We present a novel approach for the interactive creation of procedural 3D models in a more efficient way than state of the art tools for 3D reconstruction. Our tool uses the split grammar approach in an interactive setting and generalizes it in several ways. The tool allows for code-free, direct manipulation in 3D, and we provide operations to merge and specialize subdivided scopes. This remedies a severe limitation of context-free grammars, which can only produce a tree of splits. The user can interactively browse through the refinement hierarchy, apply rules and change parameters visually. We demonstrate the effectiveness of our tool with a reconstruction of some façade parts of a prime example of classical architecture, the Louvre in Paris.

Complex man-made shapes exhibit great regularities for a number of reasons, from functionality over manufacturability to aesthetics and style. A procedural representation is therefore commonly perceived as most appropriate. The problem, however, is to create it in an efficient, user-friendly way. One alternative is to use a programming language like Python (Blender), JavaScript (e.g., with WebGL), or CGAShape (grammar language of the CityEngine). Programmed models can be quite scalable – with CGA Shape for instance, whole cities can be described – but not so many 3D artists or CH professionals accept a code editor as user interface for 3D modeling; and only few of them are good programmers.

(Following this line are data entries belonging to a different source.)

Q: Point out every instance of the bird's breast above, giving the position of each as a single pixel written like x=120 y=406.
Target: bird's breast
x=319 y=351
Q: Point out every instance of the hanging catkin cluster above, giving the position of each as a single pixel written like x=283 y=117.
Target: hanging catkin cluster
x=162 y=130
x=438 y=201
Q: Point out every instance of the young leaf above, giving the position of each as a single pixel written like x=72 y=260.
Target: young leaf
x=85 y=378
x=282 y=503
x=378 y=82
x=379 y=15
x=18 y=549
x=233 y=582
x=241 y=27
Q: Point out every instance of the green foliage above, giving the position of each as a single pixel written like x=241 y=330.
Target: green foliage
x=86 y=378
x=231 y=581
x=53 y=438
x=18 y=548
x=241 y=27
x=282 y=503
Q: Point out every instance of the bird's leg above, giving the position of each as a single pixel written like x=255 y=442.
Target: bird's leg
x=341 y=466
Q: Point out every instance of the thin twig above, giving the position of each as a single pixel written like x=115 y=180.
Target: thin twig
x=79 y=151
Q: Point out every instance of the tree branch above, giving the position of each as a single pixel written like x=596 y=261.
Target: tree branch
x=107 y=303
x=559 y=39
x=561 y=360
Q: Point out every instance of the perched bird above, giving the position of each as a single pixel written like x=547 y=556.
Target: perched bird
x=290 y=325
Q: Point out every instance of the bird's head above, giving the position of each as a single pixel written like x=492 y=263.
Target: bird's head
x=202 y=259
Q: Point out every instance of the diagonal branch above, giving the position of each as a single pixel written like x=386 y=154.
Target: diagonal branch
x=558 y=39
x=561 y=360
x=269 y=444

In order to save the virtues and remedy the deficiencies of procedural modeling we have developed a new modeling tool. The Louvre was selected as target model because it poses serious challenges:

  • Classical architecture is very procedural, with many levels of nested repetitions and symmetries.

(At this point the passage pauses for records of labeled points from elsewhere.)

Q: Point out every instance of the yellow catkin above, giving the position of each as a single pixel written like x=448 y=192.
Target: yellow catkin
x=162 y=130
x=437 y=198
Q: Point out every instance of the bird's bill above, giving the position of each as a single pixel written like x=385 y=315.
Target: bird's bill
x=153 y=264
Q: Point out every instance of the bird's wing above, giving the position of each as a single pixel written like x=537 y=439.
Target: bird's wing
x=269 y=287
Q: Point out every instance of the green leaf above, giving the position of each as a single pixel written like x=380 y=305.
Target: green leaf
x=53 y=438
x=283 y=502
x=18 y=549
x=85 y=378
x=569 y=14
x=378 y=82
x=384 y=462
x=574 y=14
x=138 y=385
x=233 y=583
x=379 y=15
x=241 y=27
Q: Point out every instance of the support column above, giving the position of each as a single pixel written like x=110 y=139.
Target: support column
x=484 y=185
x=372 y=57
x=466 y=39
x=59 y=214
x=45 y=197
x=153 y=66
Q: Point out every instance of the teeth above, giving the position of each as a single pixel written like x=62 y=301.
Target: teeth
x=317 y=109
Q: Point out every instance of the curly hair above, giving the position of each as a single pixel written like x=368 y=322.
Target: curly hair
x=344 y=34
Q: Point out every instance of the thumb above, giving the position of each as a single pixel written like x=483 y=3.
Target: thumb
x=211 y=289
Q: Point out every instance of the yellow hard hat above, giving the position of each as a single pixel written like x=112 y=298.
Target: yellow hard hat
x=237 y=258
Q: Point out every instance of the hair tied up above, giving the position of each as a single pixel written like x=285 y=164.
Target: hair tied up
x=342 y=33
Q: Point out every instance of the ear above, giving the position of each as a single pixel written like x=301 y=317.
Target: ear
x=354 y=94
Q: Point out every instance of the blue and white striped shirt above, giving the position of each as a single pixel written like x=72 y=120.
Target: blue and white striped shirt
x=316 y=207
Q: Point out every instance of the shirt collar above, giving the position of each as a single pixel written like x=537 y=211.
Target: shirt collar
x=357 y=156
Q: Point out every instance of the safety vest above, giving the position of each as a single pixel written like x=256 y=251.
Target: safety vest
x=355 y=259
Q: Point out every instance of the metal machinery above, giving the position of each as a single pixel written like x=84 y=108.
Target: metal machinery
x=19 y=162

  • Domain coverage: As a masterpiece, the Louvre covers most of the design space of the classical architecture that was highly influential all over Europe
  • Scalability: The Louvre is huge (600m long, 300 mwide) and highly detailed. Purely manual reconstruction will hardly succeed even with excessive copy & paste.

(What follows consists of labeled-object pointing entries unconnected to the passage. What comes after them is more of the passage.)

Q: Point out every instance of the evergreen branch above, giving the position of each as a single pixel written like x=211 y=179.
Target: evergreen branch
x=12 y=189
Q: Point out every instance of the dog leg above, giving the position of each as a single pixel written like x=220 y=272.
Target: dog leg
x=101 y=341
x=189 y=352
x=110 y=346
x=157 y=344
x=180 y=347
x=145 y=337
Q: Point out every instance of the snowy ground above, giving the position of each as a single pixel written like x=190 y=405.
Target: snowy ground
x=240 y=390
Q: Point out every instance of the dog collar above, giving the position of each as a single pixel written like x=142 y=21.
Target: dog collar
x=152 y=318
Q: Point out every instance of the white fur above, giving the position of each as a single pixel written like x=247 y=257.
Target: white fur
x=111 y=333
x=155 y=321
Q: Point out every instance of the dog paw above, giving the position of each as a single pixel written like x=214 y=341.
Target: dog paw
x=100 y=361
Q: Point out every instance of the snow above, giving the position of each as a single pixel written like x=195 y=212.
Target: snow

  • Irregularities: Seemingly regular parts are irregular because of 800 years of construction history. A post facto correction of inaccurate model parameters is indispensable to avoid costly re-modeling.

On a more abstract level, the challenge is to find a bridge between the flexibility of programming and the intuitiveness of direct 3D interaction. We propose a modeling by example method, providing a small but well-defined set of modeling operations. The research question is: Are they sufficient for the domain of classical architecture?
The benefit for the CH community is a more efficient 3D modeling toolkit than classical forward modelers (SketchUp etc.) without the overhead of coding (CityEngine). The tool will undergo first user tests during summer/autumn 2011.